Fugate appeared on a 1983 episode of Lie Detector hosted by F. Lee Bailey.

The 1996 Peter Jackson film The Frighteners features central plot elements with characters almost identical to Starkweather and Fugate, who commit a murder spree. The fourth episode, "Dangerous Liaisons", of season three from the ID series Deadly Women (aired September 2, 2010) was about the Starkweather–Fugate murders.
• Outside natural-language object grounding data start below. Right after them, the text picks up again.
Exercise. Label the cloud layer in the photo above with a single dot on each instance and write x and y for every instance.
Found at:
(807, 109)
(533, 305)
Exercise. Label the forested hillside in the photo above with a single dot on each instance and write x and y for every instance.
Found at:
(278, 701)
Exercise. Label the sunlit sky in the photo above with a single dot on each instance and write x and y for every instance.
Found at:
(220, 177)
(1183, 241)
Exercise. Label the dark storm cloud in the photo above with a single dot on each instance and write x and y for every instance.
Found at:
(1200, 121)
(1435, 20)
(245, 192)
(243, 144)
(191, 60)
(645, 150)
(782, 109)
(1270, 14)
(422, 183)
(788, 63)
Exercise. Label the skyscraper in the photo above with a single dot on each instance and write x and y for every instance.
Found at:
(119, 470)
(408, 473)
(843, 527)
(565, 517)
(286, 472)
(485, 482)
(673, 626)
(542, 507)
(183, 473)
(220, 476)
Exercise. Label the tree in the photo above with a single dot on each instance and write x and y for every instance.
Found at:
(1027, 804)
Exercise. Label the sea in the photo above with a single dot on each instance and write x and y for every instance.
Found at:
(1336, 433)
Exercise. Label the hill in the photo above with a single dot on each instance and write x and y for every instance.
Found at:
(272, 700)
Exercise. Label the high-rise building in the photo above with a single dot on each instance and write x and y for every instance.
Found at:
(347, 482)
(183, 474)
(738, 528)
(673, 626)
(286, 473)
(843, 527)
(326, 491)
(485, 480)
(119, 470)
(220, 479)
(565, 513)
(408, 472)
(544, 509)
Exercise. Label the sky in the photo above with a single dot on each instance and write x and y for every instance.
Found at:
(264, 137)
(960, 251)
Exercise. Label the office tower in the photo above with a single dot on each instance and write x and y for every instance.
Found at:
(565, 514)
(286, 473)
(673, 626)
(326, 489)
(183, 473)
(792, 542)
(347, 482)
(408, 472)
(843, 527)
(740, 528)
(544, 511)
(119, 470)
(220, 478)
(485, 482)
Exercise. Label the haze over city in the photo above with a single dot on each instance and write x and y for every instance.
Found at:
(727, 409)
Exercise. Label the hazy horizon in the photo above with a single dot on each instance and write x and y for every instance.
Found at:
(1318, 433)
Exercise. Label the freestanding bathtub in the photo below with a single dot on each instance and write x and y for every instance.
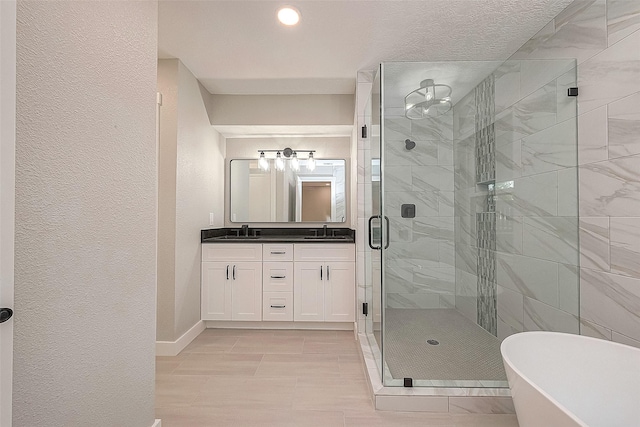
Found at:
(559, 380)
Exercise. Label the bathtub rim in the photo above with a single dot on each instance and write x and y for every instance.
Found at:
(518, 336)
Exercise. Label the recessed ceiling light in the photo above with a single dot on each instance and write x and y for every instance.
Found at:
(289, 15)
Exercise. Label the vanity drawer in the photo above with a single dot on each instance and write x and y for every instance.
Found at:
(324, 252)
(233, 252)
(277, 306)
(277, 277)
(277, 252)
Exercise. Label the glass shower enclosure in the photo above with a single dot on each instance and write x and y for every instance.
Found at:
(471, 208)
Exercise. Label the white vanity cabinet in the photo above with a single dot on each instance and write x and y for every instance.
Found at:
(323, 286)
(231, 281)
(277, 282)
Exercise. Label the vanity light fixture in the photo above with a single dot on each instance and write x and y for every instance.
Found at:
(295, 163)
(282, 155)
(429, 100)
(288, 16)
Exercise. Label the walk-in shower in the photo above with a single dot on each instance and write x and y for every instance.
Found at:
(469, 204)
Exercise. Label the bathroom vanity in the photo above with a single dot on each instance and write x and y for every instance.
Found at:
(292, 275)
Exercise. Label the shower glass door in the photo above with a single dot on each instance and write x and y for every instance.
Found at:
(373, 274)
(473, 215)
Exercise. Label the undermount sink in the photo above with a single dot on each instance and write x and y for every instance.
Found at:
(326, 237)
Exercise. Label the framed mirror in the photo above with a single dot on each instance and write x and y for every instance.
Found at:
(287, 195)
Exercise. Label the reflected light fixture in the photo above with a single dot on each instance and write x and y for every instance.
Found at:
(279, 162)
(429, 100)
(263, 162)
(288, 16)
(295, 163)
(311, 162)
(282, 155)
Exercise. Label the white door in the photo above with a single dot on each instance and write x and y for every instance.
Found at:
(216, 290)
(308, 291)
(246, 291)
(339, 292)
(7, 194)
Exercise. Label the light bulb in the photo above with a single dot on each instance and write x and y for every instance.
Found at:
(279, 162)
(295, 163)
(311, 163)
(263, 162)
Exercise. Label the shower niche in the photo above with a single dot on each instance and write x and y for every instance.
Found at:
(476, 188)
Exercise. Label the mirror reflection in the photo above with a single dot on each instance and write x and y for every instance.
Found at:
(287, 195)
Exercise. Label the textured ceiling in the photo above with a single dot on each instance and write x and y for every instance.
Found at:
(237, 47)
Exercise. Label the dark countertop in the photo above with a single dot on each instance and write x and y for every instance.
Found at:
(278, 235)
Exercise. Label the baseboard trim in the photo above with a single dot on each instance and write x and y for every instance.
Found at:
(327, 326)
(173, 348)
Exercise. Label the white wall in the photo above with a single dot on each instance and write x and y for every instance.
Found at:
(199, 191)
(168, 126)
(287, 110)
(7, 196)
(85, 246)
(191, 187)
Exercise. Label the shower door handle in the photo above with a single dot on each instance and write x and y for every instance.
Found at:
(386, 246)
(371, 218)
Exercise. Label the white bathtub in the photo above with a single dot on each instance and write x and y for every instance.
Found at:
(559, 380)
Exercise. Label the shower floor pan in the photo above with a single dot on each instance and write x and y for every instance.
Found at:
(464, 351)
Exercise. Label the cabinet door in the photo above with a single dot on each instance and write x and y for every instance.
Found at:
(339, 292)
(216, 291)
(246, 284)
(308, 291)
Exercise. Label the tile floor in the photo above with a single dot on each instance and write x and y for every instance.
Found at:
(235, 377)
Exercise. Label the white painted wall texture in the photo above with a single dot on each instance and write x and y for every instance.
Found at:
(85, 257)
(190, 187)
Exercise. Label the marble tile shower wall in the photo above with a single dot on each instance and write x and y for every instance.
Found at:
(536, 230)
(604, 36)
(420, 261)
(363, 252)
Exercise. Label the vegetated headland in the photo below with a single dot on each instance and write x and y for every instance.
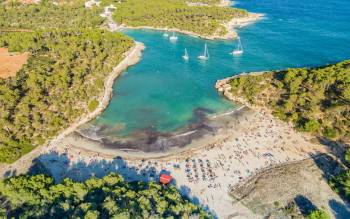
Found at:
(314, 101)
(205, 21)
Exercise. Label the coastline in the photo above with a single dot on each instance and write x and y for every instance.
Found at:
(230, 27)
(132, 57)
(223, 87)
(251, 142)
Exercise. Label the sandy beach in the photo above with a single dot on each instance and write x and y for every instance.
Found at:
(206, 174)
(131, 57)
(206, 170)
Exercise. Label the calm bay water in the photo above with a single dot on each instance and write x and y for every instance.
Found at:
(163, 91)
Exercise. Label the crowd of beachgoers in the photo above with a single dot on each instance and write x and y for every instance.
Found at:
(257, 141)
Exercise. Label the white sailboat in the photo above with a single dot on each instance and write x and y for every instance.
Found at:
(205, 55)
(186, 56)
(173, 38)
(239, 49)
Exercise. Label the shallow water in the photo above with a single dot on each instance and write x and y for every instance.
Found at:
(163, 91)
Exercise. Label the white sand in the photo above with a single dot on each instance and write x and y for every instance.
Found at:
(258, 142)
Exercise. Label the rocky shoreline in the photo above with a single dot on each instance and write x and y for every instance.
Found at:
(131, 58)
(230, 27)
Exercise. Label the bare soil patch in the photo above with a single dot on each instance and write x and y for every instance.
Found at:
(302, 184)
(10, 63)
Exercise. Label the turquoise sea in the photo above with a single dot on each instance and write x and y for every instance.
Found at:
(163, 92)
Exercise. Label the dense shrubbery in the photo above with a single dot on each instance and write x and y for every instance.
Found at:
(318, 214)
(316, 100)
(48, 15)
(64, 74)
(209, 2)
(203, 20)
(110, 197)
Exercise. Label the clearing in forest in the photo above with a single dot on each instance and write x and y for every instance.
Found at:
(10, 64)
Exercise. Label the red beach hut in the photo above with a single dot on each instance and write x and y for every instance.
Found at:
(165, 179)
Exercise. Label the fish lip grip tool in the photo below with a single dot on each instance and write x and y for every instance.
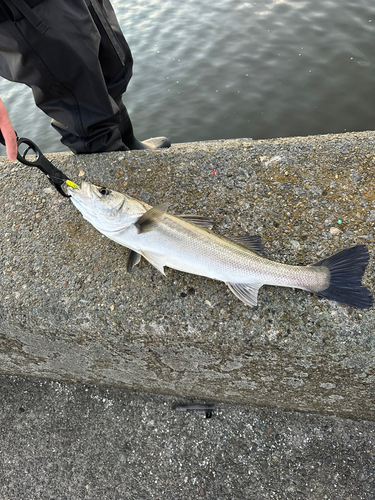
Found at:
(26, 148)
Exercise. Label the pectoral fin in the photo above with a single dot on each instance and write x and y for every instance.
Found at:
(150, 219)
(156, 260)
(133, 260)
(246, 292)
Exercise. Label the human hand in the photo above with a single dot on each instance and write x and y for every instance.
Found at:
(8, 133)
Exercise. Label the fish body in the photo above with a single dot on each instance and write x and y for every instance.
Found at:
(184, 243)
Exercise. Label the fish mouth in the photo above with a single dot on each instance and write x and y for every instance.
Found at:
(83, 193)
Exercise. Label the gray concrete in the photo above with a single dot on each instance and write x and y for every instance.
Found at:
(69, 311)
(73, 442)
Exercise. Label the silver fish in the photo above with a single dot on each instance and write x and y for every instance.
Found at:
(185, 243)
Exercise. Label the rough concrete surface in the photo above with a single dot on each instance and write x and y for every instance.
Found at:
(75, 442)
(69, 311)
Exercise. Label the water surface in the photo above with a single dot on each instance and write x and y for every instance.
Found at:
(233, 69)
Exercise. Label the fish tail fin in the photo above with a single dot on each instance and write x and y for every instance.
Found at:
(346, 271)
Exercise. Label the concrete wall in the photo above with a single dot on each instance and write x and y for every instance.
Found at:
(70, 312)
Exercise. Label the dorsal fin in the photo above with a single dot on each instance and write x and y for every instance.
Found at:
(251, 242)
(199, 220)
(150, 219)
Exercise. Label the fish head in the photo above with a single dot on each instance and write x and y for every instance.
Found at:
(101, 206)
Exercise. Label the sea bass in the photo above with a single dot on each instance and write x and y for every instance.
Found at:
(186, 243)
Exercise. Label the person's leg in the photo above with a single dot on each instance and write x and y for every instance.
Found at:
(78, 70)
(63, 70)
(110, 32)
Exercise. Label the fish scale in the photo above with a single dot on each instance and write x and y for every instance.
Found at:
(177, 242)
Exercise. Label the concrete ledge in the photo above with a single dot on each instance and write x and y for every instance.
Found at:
(70, 312)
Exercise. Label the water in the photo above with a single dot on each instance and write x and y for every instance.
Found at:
(231, 69)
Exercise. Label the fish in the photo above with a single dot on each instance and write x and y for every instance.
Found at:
(187, 243)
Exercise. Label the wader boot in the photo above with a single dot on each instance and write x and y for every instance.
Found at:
(78, 64)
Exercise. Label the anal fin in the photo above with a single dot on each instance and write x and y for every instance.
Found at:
(133, 260)
(247, 292)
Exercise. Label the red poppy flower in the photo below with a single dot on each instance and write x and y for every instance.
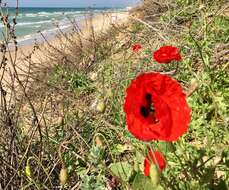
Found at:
(156, 158)
(167, 54)
(156, 108)
(136, 47)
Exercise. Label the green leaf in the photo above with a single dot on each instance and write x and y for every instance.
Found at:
(144, 183)
(166, 147)
(122, 170)
(119, 149)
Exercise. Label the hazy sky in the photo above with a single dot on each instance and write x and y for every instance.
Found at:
(72, 3)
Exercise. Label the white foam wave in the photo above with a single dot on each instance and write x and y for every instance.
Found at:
(33, 23)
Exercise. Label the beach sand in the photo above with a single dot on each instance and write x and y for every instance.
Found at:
(28, 54)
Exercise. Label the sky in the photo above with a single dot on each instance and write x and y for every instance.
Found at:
(72, 3)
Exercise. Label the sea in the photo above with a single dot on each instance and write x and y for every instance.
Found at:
(33, 21)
The first episode, "Teenage Wasteland", of season four from the Investigation Discovery series A Crime to Remember (aired December 6, 2016) portrays the murders and subsequent trial. "The Thirteenth Step", the January 11, 2011, episode of Criminal Minds, depicts newlyweds on a North Dakota-Montana killing spree similar to the Starkweather–Fugate case.

An investigative true-crime documentary miniseries that portrayed Fugate as the titular "12th Victim" of Starkweather was released on Showtime in February 2023.

Starkweather's crime spree was referred to in Bruce Springsteen's song "Nebraska" and Billy Joel's song "We Didn't Start the Fire".

===Literature===
The 1974 book Caril is an unauthorized biography of Fugate written by Ninette Beaver, B.K. Ripley (pen name of Alexandra Ripley), and Patrick Trese. Liza Ward, the granddaughter of victims C. Lauer and Clara Ward, wrote the 2004 novel Outside Valentine, based on the events of the Starkweather–Fugate murder-spree. The book Pro Bono: The 18-Year Defense of Caril Ann Fugate by Jeff McArthur follows Fugate's defense team through the trial and appeals process.

In 2011, art photographer Christian Patterson released Redheaded Peckerwood, a collection of photos taken each January from 2005 to 2010 along the 500-mile route traversed by Starkweather and Fugate. The book includes reproductions of documents and photographs of objects that belonged to Starkweather, Fugate, and their victims.